Cleanalytix is a modular Python library for profiling, scoring, and cleaning tabular datasets.

These details have not been verified by PyPI

Project links

Project description

Cleanalytix

Profiling, scoring, cleaning, and production-quality monitoring for pandas tabular data.

Cleanalytix is a pandas-first data quality library for teams that need more than a one-off profiling report, but do not want to wire together separate tools for scoring, cleaning, recommendations, and production drift checks.

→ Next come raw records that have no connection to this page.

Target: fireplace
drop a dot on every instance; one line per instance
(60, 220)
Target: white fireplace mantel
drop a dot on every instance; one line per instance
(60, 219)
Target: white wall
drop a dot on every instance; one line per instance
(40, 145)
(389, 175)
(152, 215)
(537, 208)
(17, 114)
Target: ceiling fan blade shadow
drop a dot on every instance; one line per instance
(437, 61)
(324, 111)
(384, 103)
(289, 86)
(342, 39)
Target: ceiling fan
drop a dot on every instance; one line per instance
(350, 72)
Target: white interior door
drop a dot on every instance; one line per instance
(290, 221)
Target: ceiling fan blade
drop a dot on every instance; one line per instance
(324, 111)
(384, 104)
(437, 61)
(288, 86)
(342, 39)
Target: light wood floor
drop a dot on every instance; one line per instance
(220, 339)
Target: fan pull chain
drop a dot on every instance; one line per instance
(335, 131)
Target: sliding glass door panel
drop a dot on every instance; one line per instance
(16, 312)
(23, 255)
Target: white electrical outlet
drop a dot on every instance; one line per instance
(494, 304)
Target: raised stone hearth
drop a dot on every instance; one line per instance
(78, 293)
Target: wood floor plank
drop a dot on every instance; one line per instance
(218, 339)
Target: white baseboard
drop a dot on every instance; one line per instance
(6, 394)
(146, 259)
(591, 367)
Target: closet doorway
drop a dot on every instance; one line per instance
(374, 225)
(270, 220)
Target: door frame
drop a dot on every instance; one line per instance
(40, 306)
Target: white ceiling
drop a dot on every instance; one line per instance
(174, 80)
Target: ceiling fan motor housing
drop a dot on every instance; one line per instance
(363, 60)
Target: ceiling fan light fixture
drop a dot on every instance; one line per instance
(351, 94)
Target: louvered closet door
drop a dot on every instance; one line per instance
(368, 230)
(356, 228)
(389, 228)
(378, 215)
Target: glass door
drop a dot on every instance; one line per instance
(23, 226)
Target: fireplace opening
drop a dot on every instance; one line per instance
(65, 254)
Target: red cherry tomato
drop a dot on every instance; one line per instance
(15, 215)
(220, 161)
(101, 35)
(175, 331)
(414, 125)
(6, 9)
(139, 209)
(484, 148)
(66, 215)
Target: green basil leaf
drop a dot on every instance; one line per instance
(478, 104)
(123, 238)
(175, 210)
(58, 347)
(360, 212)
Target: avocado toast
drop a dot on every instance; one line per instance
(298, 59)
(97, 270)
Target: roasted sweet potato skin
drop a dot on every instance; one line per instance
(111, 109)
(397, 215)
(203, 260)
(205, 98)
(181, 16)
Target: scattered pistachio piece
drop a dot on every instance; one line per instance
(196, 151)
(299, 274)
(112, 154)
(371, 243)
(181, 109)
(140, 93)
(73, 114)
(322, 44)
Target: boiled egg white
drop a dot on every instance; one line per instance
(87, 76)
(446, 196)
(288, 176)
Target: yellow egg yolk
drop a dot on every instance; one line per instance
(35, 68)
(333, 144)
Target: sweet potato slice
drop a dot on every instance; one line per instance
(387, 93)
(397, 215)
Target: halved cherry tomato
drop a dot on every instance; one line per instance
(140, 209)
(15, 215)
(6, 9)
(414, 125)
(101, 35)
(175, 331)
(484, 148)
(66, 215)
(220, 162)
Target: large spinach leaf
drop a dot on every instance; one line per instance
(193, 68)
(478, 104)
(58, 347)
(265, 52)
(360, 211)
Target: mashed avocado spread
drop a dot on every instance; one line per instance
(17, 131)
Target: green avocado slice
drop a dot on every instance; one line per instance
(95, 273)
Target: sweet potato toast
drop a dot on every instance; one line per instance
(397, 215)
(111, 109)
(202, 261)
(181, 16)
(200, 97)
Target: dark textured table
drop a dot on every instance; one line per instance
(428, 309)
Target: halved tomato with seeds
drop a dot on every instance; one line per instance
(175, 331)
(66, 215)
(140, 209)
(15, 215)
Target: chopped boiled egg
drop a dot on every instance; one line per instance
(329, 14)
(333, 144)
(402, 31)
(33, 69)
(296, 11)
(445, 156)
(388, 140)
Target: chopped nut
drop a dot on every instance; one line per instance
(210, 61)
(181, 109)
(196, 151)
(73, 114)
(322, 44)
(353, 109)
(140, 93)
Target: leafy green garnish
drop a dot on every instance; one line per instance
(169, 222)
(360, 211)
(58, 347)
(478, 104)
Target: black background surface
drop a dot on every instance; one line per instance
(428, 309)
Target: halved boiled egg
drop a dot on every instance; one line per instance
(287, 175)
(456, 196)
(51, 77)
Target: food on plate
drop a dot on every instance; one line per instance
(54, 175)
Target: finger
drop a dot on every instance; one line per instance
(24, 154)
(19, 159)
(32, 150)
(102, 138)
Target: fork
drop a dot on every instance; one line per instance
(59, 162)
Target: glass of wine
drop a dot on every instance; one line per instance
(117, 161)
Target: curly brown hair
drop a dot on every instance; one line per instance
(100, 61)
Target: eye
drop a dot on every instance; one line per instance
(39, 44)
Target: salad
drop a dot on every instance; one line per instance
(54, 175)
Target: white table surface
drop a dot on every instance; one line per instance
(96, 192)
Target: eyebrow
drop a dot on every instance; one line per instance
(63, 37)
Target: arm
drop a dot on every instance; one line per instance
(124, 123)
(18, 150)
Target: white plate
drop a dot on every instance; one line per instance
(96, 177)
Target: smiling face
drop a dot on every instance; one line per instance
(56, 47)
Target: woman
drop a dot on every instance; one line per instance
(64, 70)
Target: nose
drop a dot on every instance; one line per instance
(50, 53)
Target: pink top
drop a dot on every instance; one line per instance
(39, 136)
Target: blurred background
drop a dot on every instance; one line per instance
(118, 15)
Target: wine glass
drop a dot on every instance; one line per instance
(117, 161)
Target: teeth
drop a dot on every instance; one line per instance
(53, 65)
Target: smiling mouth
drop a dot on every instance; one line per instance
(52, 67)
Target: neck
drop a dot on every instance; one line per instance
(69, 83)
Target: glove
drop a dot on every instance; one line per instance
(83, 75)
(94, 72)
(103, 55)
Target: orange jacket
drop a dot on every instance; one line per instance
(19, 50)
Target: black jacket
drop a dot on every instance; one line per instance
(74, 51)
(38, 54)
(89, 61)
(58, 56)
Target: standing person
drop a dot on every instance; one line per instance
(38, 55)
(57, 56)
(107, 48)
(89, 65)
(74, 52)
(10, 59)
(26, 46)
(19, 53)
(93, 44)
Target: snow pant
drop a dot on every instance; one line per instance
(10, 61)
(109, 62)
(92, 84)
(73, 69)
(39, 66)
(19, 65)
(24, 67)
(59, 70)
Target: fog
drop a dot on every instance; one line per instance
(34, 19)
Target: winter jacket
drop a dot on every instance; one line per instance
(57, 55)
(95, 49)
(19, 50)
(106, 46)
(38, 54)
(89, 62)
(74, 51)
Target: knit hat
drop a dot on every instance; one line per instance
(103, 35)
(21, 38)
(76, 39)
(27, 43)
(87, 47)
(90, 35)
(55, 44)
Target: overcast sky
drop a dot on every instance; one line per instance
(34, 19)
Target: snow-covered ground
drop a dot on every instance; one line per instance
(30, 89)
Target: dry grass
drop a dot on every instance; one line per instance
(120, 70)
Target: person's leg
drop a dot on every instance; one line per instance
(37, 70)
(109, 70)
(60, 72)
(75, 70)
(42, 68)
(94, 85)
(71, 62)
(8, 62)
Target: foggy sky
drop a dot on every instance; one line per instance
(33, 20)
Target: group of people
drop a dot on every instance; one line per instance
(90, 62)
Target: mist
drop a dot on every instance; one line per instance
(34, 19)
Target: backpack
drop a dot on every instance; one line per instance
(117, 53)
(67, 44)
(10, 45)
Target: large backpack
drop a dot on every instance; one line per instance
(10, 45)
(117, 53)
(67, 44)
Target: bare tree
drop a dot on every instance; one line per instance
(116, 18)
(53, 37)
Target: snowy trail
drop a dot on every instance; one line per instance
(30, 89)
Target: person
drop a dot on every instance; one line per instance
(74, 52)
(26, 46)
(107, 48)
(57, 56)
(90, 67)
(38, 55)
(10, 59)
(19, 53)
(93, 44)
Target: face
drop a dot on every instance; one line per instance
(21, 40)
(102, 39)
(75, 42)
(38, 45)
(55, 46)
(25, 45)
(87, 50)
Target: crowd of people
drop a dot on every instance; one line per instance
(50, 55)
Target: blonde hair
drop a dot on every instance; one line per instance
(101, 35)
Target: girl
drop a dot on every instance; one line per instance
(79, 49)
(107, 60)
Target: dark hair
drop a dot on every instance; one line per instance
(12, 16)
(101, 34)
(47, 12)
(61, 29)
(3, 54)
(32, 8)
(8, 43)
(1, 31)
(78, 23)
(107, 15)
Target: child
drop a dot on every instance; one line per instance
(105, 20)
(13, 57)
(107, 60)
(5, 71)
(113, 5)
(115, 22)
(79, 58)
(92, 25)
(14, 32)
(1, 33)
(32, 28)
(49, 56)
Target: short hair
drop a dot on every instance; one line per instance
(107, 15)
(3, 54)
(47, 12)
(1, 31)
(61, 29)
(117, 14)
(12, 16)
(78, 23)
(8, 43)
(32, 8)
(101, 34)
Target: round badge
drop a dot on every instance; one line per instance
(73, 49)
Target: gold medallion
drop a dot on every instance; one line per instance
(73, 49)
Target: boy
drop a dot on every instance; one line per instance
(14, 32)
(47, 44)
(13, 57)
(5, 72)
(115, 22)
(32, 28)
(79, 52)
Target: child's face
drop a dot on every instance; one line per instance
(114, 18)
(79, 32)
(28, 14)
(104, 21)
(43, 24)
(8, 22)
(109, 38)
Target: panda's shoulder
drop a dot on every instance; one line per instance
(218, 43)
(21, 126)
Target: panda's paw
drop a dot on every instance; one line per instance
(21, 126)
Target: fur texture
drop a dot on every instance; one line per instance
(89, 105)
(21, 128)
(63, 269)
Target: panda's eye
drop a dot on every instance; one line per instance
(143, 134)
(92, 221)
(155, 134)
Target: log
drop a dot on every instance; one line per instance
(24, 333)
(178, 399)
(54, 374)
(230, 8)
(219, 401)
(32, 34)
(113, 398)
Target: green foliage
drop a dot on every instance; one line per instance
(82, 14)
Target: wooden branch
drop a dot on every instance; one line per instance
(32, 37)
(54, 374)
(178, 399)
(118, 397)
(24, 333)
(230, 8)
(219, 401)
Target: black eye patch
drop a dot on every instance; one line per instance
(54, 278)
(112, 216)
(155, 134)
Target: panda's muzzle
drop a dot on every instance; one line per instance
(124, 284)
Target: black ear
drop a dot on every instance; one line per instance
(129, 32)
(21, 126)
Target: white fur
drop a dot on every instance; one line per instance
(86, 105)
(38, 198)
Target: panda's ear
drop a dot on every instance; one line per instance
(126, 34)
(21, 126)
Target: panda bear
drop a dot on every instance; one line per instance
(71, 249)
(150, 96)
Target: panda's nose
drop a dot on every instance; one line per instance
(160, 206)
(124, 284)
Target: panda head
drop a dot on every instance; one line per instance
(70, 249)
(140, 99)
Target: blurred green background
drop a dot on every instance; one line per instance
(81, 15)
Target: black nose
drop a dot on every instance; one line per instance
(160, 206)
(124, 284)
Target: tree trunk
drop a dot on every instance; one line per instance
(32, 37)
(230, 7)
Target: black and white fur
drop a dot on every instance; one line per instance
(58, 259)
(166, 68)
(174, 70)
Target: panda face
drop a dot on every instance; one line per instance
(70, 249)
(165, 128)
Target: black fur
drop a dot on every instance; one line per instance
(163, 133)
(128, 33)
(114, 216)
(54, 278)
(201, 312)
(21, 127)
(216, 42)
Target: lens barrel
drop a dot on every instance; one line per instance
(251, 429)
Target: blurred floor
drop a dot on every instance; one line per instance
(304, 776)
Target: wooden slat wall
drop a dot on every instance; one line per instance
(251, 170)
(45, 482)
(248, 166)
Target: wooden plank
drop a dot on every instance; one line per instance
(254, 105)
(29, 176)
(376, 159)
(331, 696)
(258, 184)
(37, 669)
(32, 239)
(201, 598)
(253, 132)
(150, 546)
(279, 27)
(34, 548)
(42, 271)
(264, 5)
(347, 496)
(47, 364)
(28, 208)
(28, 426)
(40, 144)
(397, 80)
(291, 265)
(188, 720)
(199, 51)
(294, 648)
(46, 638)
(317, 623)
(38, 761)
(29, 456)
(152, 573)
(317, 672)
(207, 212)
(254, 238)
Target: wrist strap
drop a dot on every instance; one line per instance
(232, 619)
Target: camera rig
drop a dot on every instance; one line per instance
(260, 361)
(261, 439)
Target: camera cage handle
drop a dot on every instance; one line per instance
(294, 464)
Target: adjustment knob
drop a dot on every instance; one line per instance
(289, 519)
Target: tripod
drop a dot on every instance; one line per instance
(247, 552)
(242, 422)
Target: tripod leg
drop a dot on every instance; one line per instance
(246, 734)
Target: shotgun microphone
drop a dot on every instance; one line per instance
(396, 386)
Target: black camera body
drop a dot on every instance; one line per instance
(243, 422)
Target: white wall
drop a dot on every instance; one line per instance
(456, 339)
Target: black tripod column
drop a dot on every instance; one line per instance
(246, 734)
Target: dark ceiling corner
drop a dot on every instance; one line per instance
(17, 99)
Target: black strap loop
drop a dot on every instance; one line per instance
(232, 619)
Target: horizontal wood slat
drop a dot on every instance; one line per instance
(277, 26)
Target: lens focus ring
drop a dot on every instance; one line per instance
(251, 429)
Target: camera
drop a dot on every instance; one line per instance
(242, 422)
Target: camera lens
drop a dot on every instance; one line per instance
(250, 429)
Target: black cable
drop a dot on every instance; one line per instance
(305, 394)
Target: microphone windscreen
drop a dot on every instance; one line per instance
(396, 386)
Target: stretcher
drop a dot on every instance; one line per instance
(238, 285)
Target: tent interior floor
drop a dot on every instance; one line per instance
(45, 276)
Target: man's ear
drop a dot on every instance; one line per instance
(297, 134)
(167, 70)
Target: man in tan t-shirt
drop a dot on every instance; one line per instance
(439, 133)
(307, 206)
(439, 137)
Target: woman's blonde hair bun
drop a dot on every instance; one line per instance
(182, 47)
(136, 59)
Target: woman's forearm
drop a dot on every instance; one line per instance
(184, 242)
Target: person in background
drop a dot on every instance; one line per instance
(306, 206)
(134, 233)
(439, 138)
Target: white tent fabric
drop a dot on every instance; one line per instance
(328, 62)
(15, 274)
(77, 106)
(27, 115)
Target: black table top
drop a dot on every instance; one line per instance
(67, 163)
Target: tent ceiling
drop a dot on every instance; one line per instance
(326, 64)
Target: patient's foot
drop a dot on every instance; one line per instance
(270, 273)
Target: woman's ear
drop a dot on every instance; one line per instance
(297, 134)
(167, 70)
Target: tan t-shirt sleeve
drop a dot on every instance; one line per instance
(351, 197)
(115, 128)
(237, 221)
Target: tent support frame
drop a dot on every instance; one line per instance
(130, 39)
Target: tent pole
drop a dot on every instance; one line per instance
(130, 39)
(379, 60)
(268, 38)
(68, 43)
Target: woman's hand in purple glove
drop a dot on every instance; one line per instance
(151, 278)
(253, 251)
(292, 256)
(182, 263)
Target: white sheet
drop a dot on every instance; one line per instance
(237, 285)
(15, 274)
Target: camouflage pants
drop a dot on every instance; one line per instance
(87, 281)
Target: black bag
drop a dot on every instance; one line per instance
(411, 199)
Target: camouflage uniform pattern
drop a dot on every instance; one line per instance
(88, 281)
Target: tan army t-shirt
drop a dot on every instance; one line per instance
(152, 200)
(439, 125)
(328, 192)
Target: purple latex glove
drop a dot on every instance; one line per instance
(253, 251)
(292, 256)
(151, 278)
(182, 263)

The main entrypoint, Run_DQ_Pipeline, accepts one or more baseline datasets and can optionally compare them against matching production/new datasets. It returns structured pandas DataFrames for scores, metadata, recommendations, cleaning changes, before/after summaries, and production monitoring signals.

from cleanalytix import Run_DQ_Pipeline

A lowercase alias is also available:

from cleanalytix import run_dq_pipeline

Both names call the same pipeline.

Why Cleanalytix?

Most tabular data quality work ends up split across notebooks, ad hoc checks, and manual cleanup scripts. Cleanalytix keeps that workflow in one reproducible pipeline:

Need	What Cleanalytix provides
Understand a dataset quickly	Column-level profiling, missingness, uniqueness, outliers, type errors, whitespace issues, rare categories, duplicate percentage, and distribution metrics
Turn quality metrics into one score	Dataset-level DQ scores with configurable thresholds, weights, and scoring modes
Get actionable next steps	Rule-based cleaning recommendations with stable rule IDs and issue names
Clean safely	Optional non-interactive or interactive cleaning with a change log
Compare production data	Baseline vs production/new data paths with PSI, JS divergence, and reference-aware production metadata
Preserve outputs	A stable result dictionary with named DataFrame artifacts for downstream reporting

Cleanalytix is intentionally library-shaped. It does not require a dashboard server, database connection, or custom runtime. If your data is in a pandas DataFrame, you can run the pipeline.

Features

Baseline dataset profiling and scoring
Multiple dataset support through list-based inputs
Optional production/new dataset monitoring
Optional automatic cleaning
Optional interactive cleaning prompts
Custom business rules per column
Configurable DQ thresholds
Configurable metric weights
Linear and exponential scoring modes
Type inference for baseline and optional type inference for production data
Stable output structure for reports, notebooks, tests, and validation runs
Real-world validation workflow with reproducible dataset placement instructions

Pipeline Flow

flowchart LR
    A["Input pandas DataFrames"] --> B["Infer and stabilize types"]
    B --> C["Generate column metadata"]
    C --> D["Build cleaning recommendations"]
    C --> E["Prepare scoring metrics"]
    E --> F["Compute DQ scores"]
    D --> G{"cleaning=True?"}
    G -- "No" --> H["Return base_data"]
    G -- "Yes" --> I["Apply recommended fixes"]
    I --> J["Re-profile cleaned data"]
    J --> K["Compute cleaned scores"]
    K --> H
    H --> L{"new_dataset_list provided?"}
    L -- "No" --> M["prod_data = {}"]
    L -- "Yes" --> N["Learn baseline reference profile"]
    N --> O["Profile production data"]
    O --> P["Adjust production metadata with reference profile"]
    P --> Q["Score and optionally clean production data"]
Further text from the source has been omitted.